The private car continues to be the mainstay of travel in Italy. According to ISPRA analysis, about 79 percent of passenger trips still take place on the road with cars and motorcycles. A figure that explains why traffic, emissions and time lost in traffic jams remain structural problems for cities.
Yet something is moving, with a change in daily habits: carpooling. In 2025, corporate carpooling trips monitored by Jojob’s National Observatory reached 795,335 trips, more than double the number two years earlier. A number that translates into concrete effects: 454,819 cars taken off the roads, more than 12.4 million kilometers avoided, and 1,623,442 kilograms of CO₂ saved.
Traffic costing cities time
Urban congestion has become one of the main invisible costs of contemporary mobility. INRIX’s Global Traffic Scorecard 2025 indicates that in Rome each motorist loses 76 hours a year in traffic, while in Milan it exceeds 67 hours. In this context, reducing the number of cars on the road becomes not only an ecological but also an economic priority. Corporate carpooling tries to intervene right here: on home-to-work or home-to-university trips, which are repeated every day on the same routes.
The spread of carpooling closely follows the geography of Italian commuting. More than half of all shared trips are concentrated in five regions: Piedmont, Apulia, Lombardy, Emilia-Romagna and Lazio.

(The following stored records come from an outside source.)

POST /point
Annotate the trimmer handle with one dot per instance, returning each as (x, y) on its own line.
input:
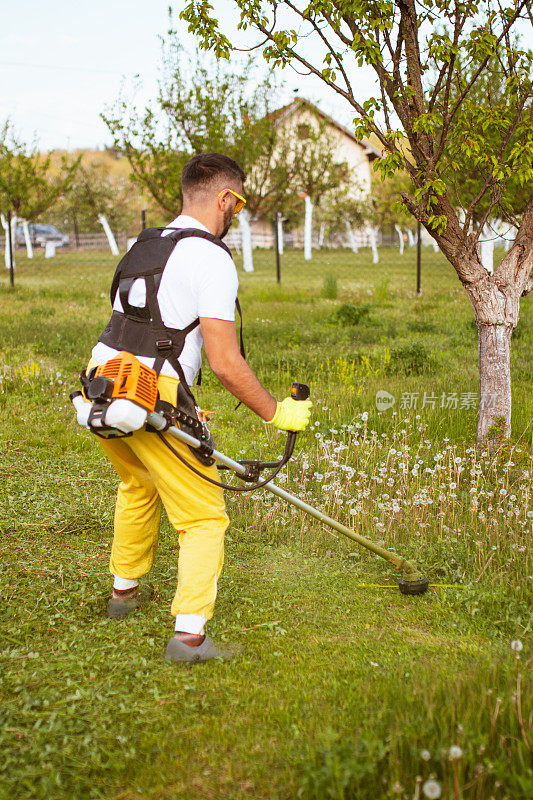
(300, 391)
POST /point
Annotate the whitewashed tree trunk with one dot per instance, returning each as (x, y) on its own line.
(246, 240)
(308, 228)
(280, 233)
(373, 244)
(27, 238)
(109, 233)
(400, 237)
(351, 238)
(3, 221)
(321, 232)
(486, 249)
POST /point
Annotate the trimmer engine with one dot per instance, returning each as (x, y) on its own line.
(118, 396)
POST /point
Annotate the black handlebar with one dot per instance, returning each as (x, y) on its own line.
(299, 391)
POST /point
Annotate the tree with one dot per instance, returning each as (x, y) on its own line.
(28, 186)
(96, 190)
(428, 59)
(201, 107)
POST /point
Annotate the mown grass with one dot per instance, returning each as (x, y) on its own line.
(342, 689)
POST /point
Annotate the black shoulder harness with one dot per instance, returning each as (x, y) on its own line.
(141, 331)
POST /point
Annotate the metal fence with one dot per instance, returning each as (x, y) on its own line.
(82, 241)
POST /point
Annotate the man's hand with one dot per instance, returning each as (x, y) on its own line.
(223, 354)
(292, 415)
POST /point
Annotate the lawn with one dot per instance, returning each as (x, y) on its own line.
(343, 688)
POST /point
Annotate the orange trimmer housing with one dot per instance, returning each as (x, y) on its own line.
(131, 380)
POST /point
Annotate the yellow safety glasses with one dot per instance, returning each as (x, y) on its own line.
(241, 202)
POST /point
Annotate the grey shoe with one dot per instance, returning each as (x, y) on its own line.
(179, 652)
(120, 607)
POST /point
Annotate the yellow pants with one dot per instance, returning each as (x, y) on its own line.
(151, 474)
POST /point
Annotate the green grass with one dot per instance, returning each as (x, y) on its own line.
(342, 690)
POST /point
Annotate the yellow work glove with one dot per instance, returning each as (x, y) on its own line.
(292, 415)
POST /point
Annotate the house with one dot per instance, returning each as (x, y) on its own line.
(299, 117)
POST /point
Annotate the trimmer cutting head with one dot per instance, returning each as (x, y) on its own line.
(413, 587)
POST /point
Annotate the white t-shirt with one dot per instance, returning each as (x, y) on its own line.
(200, 280)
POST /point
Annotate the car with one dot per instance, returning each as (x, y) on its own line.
(41, 234)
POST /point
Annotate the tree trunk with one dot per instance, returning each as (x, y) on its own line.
(308, 228)
(373, 233)
(400, 237)
(279, 222)
(496, 306)
(27, 238)
(351, 238)
(494, 381)
(246, 241)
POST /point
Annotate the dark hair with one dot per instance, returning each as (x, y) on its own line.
(204, 168)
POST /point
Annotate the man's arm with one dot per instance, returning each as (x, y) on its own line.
(223, 354)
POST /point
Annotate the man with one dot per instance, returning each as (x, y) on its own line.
(199, 281)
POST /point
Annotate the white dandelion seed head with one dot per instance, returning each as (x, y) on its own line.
(431, 789)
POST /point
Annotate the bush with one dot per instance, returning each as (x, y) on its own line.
(330, 289)
(411, 359)
(420, 326)
(349, 314)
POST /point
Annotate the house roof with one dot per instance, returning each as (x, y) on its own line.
(285, 111)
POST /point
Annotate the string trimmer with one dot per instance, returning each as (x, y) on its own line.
(121, 404)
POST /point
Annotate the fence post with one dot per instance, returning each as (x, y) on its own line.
(418, 258)
(10, 249)
(276, 243)
(76, 231)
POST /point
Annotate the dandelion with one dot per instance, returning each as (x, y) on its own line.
(432, 789)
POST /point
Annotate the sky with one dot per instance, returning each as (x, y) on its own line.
(62, 63)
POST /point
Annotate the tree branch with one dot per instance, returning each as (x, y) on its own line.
(484, 63)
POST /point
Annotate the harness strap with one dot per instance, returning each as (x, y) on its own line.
(241, 338)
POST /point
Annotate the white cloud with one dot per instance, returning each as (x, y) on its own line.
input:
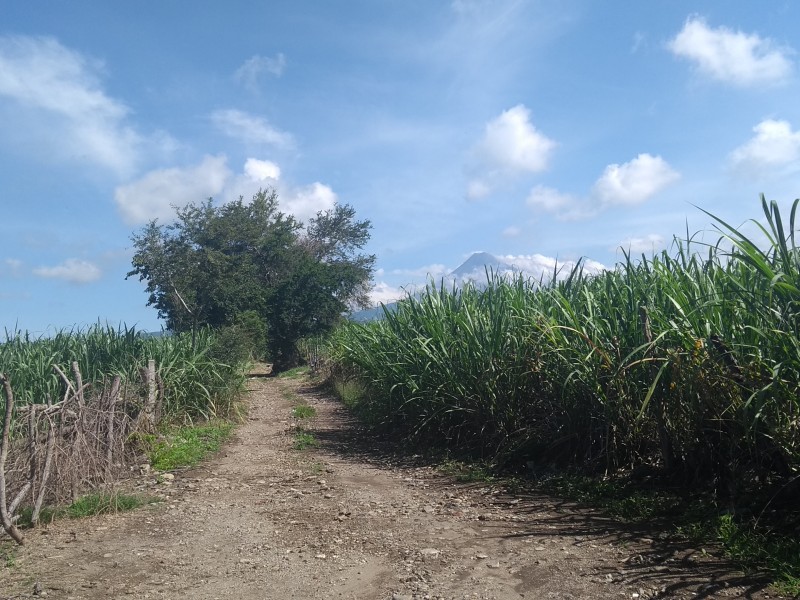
(549, 199)
(510, 146)
(155, 195)
(511, 143)
(731, 56)
(477, 189)
(255, 66)
(72, 270)
(305, 202)
(259, 170)
(59, 104)
(539, 266)
(774, 145)
(384, 293)
(435, 271)
(635, 181)
(249, 128)
(639, 245)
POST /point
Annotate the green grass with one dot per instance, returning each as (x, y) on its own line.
(688, 359)
(8, 554)
(303, 440)
(195, 383)
(89, 505)
(102, 503)
(185, 446)
(296, 373)
(304, 411)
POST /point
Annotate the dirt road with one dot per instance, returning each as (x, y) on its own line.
(350, 520)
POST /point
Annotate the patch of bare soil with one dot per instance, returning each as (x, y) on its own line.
(349, 519)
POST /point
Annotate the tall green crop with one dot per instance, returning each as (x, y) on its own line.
(690, 358)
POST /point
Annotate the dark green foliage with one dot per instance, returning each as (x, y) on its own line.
(249, 266)
(690, 361)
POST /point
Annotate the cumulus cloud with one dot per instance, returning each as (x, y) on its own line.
(249, 128)
(541, 267)
(477, 189)
(259, 170)
(384, 293)
(635, 181)
(511, 145)
(59, 104)
(155, 195)
(549, 199)
(731, 56)
(773, 146)
(254, 67)
(641, 245)
(628, 184)
(71, 270)
(435, 271)
(305, 202)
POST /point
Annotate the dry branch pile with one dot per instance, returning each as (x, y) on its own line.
(52, 451)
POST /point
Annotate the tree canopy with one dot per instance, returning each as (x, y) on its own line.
(215, 263)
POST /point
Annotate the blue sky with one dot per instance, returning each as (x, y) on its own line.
(533, 130)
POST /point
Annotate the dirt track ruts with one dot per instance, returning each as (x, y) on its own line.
(351, 519)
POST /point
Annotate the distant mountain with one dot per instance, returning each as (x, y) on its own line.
(472, 269)
(475, 268)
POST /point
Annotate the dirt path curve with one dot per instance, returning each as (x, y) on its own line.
(349, 520)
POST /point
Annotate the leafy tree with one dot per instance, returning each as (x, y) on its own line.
(216, 263)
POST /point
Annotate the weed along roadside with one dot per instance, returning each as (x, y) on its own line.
(84, 410)
(355, 515)
(668, 385)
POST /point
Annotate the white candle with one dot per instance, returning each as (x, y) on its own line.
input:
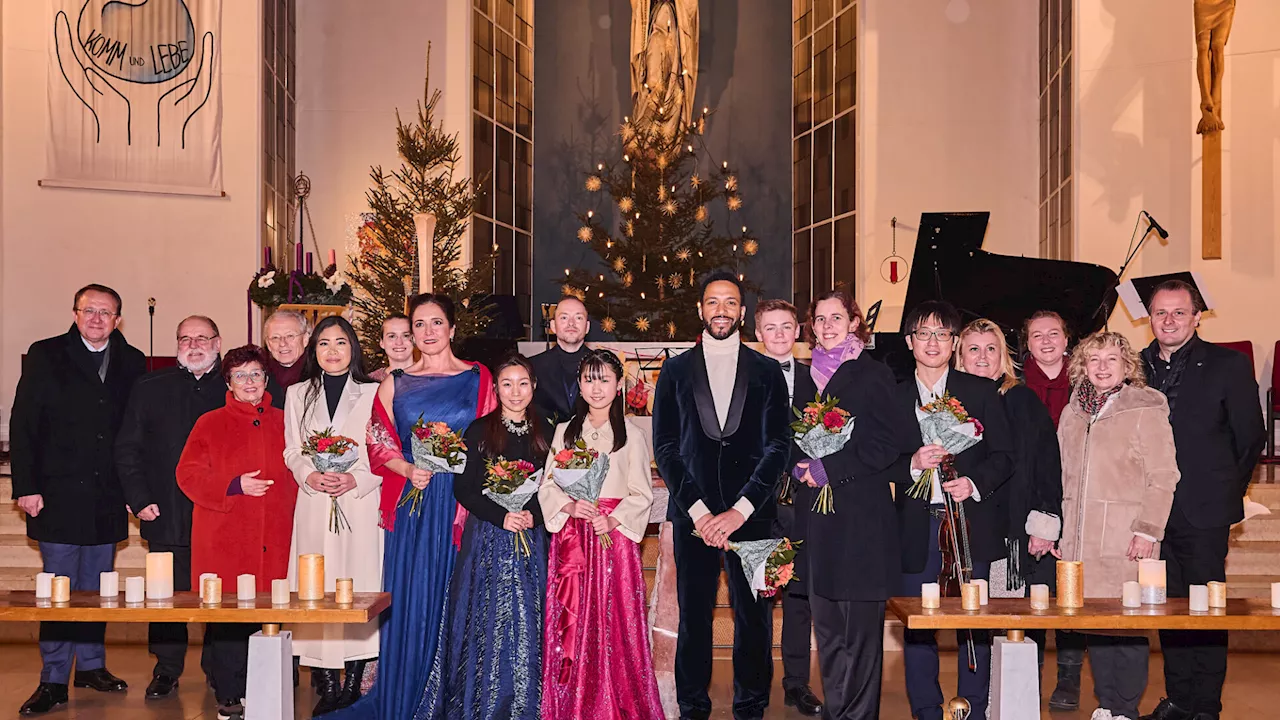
(1200, 598)
(44, 586)
(1040, 597)
(109, 584)
(931, 596)
(159, 575)
(135, 588)
(1132, 595)
(246, 587)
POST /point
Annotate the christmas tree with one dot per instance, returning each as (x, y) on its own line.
(663, 240)
(385, 267)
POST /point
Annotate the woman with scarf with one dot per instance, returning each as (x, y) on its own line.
(848, 589)
(1119, 474)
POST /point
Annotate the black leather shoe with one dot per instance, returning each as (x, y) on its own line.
(161, 686)
(803, 700)
(1166, 710)
(101, 680)
(46, 697)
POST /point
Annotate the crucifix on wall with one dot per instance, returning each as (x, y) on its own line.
(1212, 27)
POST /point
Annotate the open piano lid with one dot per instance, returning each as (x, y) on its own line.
(950, 264)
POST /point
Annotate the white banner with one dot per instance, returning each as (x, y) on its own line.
(136, 95)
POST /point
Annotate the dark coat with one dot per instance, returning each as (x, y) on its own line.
(63, 437)
(698, 460)
(988, 464)
(854, 554)
(163, 408)
(1217, 431)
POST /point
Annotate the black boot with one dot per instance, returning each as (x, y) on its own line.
(328, 687)
(351, 683)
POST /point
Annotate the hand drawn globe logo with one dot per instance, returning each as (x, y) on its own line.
(145, 41)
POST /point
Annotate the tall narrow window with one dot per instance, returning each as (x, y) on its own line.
(502, 144)
(1056, 238)
(824, 144)
(279, 137)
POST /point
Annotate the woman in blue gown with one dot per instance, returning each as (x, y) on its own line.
(489, 661)
(420, 541)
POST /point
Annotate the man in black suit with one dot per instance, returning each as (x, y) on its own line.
(722, 440)
(777, 326)
(983, 469)
(556, 369)
(65, 414)
(163, 408)
(1219, 434)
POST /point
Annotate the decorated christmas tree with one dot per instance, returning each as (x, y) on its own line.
(384, 269)
(663, 192)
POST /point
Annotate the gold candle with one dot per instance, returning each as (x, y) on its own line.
(1070, 583)
(62, 588)
(311, 577)
(346, 591)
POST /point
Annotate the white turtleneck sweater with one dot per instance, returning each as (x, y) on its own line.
(721, 356)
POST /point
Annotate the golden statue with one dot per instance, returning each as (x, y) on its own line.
(1212, 27)
(663, 64)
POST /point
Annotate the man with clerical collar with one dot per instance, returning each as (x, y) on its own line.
(287, 335)
(1217, 434)
(161, 411)
(777, 327)
(557, 368)
(722, 440)
(65, 414)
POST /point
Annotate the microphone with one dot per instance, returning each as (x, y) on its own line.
(1155, 226)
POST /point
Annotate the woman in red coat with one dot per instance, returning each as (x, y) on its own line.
(233, 472)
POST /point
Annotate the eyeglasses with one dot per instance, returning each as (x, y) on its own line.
(94, 311)
(243, 378)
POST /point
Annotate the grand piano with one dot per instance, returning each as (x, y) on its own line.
(950, 264)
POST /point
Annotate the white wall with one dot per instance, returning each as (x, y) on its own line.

Piedmont leads the ranking with more than 145,000 trips, while Puglia shows very rapid growth, exceeding 100,000 shared trips in a single year. Some provinces also show interesting dynamics: Turin, Bologna and Milan remain the main hubs, but territories characterized by longer inter-municipal trips are also increasing rapidly.
In some southern regions and islands, the average distance per trip exceeds 50 kilometers, a sign that carpooling intercepts mainly suburban commuting, where public transportation is often less widespread.
Sharing the car before changing it
More than half of all shared trips are made by diesel cars, followed by gasoline and LPG. Electrics still remain marginal, below 1 percent.
This is telling about the current phase of the mobility transition in Italy. Even before replacing cars, carpooling aims to make better use of them, increasing the number of people on board and thus reducing the overall number of vehicles on the roads.
A change that starts with habits
In the past two years, shared trips have grown by 113 percent, while the total economic savings for users have exceeded 2.4 million.
Numbers that point to a transformation of everyday mobility-a practice that is finding its way right inside the dominant model of the private car.
In a country where commuting remains a constant, the difference can start with a simple detail: filling the empty seats of a car that would have left anyway.